There’s weird as in “you’ve decorated your bedroom – which is in the basement of your parents’ house – to look a lot like the inside of a space station, and you sit in there wearing a red shear teddy, goggles, and a headset with your multiple old-school remote controls, and you play online aircraft simulation games with other nutjobs who’ve never held down a job for longer than a week, or never had sex with another human being, or both”.
There’s weird as in “you and your friends play this game where you go out to a farm, put on pigs’ masks (except one of you who dresses like an alien) and you pull your collective dominatrix – Xena, Captain Mother – around the field in a chariot-style wagon while she yells, ‘Onward you dirty swine. Take Momma to her stall and she will reward you with as many penis stomps as you can endure’”.

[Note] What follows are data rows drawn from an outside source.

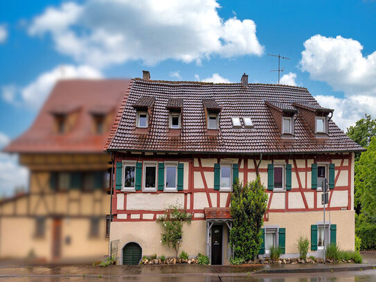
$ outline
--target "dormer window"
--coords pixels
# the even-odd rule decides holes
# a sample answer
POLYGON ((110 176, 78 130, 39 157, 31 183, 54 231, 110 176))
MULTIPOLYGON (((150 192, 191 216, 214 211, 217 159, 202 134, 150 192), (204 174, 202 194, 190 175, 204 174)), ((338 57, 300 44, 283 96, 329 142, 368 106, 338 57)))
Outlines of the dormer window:
POLYGON ((170 128, 180 128, 181 127, 180 113, 170 113, 170 128))
POLYGON ((282 133, 284 134, 292 134, 292 118, 283 117, 282 133))
POLYGON ((326 133, 326 118, 324 116, 316 117, 316 133, 326 133))
POLYGON ((147 127, 147 112, 137 112, 137 127, 147 127))
POLYGON ((209 113, 208 121, 208 128, 209 130, 218 129, 218 114, 209 113))

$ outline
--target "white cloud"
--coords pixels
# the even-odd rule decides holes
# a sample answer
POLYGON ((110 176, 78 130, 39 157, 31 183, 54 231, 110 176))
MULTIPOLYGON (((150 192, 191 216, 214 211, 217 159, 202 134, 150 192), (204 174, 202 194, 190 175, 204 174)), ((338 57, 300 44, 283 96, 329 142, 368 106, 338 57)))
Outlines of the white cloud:
POLYGON ((5 24, 0 24, 0 44, 5 43, 8 38, 8 30, 5 24))
POLYGON ((281 85, 296 86, 295 78, 296 78, 296 73, 286 73, 284 74, 282 78, 280 78, 280 83, 281 85))
MULTIPOLYGON (((196 80, 199 80, 199 76, 195 75, 196 80)), ((222 78, 219 73, 213 73, 213 76, 210 78, 206 78, 202 80, 203 82, 214 82, 214 83, 232 83, 227 78, 222 78)))
POLYGON ((38 76, 24 87, 13 85, 1 87, 2 97, 8 103, 38 109, 59 80, 69 78, 100 78, 97 69, 89 66, 60 65, 38 76))
POLYGON ((28 31, 51 34, 57 51, 98 67, 135 60, 199 64, 214 55, 262 55, 255 22, 225 20, 220 8, 215 0, 68 2, 35 17, 28 31))

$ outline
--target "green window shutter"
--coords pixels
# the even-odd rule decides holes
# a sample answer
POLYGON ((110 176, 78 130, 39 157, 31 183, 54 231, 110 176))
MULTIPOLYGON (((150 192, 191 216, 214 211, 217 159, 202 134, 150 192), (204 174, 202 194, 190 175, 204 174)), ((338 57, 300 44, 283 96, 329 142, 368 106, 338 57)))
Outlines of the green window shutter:
POLYGON ((311 166, 311 188, 317 189, 317 164, 312 164, 311 166))
POLYGON ((143 163, 136 163, 136 179, 134 186, 136 190, 141 190, 141 179, 143 177, 143 163))
POLYGON ((278 246, 282 249, 282 254, 286 252, 286 229, 278 229, 278 246))
POLYGON ((165 187, 165 164, 158 163, 158 190, 163 191, 165 187))
POLYGON ((330 224, 330 244, 337 244, 337 224, 330 224))
POLYGON ((177 165, 177 191, 183 191, 184 182, 184 164, 179 163, 177 165))
POLYGON ((235 184, 236 179, 239 178, 239 165, 233 164, 233 184, 235 184))
POLYGON ((214 164, 214 190, 221 187, 221 164, 214 164))
POLYGON ((57 173, 51 173, 50 175, 50 187, 51 190, 56 191, 57 188, 57 173))
POLYGON ((121 190, 121 184, 123 182, 123 163, 116 161, 116 189, 121 190))
POLYGON ((81 173, 71 173, 69 188, 80 189, 82 186, 81 173))
POLYGON ((291 190, 291 164, 286 165, 286 190, 291 190))
POLYGON ((273 190, 274 188, 274 165, 268 164, 268 190, 273 190))
POLYGON ((334 188, 334 175, 335 173, 335 165, 334 164, 330 164, 329 165, 329 188, 334 188))
POLYGON ((261 236, 261 247, 258 250, 258 254, 265 254, 265 229, 261 229, 262 236, 261 236))
POLYGON ((317 251, 317 225, 311 225, 311 251, 317 251))

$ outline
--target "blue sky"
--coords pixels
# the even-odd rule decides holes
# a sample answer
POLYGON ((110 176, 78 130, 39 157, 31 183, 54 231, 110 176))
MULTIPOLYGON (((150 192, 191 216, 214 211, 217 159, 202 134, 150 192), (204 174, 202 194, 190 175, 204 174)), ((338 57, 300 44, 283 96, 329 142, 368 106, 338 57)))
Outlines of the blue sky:
POLYGON ((346 131, 376 114, 375 34, 375 1, 1 1, 0 147, 62 77, 276 83, 278 53, 291 59, 282 82, 307 87, 346 131))

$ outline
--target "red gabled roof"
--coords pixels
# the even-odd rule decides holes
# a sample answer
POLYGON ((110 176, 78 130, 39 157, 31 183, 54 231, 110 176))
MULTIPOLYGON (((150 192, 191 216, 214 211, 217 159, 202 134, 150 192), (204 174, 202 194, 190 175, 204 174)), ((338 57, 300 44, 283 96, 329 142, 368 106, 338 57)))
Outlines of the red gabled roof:
MULTIPOLYGON (((109 132, 92 132, 93 114, 108 113, 114 117, 128 88, 129 80, 63 80, 57 82, 33 125, 6 147, 19 153, 100 152, 109 132), (58 134, 54 114, 78 113, 69 132, 58 134), (106 112, 105 113, 104 112, 106 112)), ((109 130, 111 125, 109 125, 109 130)))

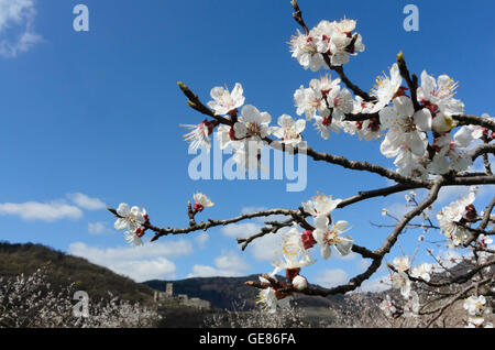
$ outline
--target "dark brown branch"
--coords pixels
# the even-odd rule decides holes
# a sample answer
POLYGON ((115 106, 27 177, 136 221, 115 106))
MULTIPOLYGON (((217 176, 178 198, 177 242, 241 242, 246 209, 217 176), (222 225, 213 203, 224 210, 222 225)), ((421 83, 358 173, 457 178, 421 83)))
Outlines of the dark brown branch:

There’s weird as in “you look like you have toaster elements all over your head, and you even have the plug”.
OK, so I’m weird, but I’m not THAT weird. Yes, I shaved my head when I was a teenager. And yes, I like peanut butter and cheese on toast. (We’ve been over that one before. It is the best snack ever.) And yes, I like wearing my husband’s boxer briefs to bed. It makes me feel safe.
So I say, if you are different, embrace it. And if you want to bring a horse up to your apartment, go for it. I don’t know how you are going to get it there, but hey, that’s not my problem.